Table of Contents

Class TextractOcr

Namespace
LMKit.Integrations.AWS.Ocr.Textract
Assembly
LM-Kit.NET.dll

An OCR engine implementation that leverages AWS Textract to extract text from image data.

public sealed class TextractOcr : OcrEngine
Inheritance
TextractOcr
Inherited Members

Remarks

This class extends OcrEngine and implements the necessary AWS Signature Version 4 signing process to call the Textract “DetectDocumentText” API. It converts input image bytes into the required JSON payload, signs the request, and parses out any recognized LINE‐level text blocks returned by Textract.
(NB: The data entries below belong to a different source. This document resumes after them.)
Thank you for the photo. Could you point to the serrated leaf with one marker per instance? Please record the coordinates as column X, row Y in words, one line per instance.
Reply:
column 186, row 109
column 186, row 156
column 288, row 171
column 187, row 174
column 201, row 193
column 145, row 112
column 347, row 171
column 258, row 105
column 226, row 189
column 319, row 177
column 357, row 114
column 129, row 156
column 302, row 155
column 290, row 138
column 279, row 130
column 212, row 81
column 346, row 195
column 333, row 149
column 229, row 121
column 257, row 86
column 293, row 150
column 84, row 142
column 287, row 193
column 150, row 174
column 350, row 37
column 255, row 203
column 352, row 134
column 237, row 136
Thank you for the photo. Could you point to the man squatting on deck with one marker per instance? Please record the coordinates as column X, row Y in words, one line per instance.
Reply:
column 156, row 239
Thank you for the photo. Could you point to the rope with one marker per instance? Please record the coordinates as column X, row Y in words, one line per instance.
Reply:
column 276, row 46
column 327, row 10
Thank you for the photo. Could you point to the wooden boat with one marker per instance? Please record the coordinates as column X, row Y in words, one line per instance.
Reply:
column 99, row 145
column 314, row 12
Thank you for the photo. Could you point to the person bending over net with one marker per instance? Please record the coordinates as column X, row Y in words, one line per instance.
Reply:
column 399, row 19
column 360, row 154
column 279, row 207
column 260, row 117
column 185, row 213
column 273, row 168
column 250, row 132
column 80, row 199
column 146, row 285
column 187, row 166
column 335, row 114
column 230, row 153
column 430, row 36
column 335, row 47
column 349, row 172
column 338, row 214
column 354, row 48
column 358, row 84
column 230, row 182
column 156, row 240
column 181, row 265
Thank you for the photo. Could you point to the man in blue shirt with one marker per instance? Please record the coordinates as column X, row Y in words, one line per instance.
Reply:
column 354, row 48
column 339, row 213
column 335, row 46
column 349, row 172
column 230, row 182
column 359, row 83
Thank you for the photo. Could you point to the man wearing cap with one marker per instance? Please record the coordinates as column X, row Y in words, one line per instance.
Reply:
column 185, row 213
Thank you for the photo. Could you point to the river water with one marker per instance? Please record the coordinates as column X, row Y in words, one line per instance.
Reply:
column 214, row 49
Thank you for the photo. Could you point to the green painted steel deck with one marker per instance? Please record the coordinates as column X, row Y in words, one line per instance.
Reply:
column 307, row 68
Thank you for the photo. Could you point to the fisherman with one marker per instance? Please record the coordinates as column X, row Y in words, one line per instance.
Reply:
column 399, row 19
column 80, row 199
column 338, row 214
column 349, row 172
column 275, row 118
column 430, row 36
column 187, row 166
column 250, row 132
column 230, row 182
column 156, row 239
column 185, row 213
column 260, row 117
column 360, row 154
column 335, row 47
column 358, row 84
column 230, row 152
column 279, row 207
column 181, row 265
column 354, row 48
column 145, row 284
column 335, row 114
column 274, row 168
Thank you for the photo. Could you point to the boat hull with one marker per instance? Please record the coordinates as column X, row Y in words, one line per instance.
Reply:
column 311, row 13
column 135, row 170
The resulting text is returned inside an OcrResult instance.

To use this class, you must supply valid AWS credentials (access key ID and secret access key) and specify an AWSRegion. You can then assign an instance of TextractOcr to the OcrEngine property of your TextExtraction or invoke it directly with RunAsync(OcrParameters, CancellationToken).

Constructors

TextractOcr(string, string, AWSRegion)

Initializes a new instance of the TextractOcr class with the specified AWS credentials and region.

Properties

Timeout

Gets or sets the timeout duration for HTTP requests to the AWS Textract service.

Methods

RunAsync(OcrParameters, CancellationToken)

Executes the OCR process using the provided parameters. Concrete subclasses must override this method to implement specific OCR logic (e.g., calling a third‐party OCR library).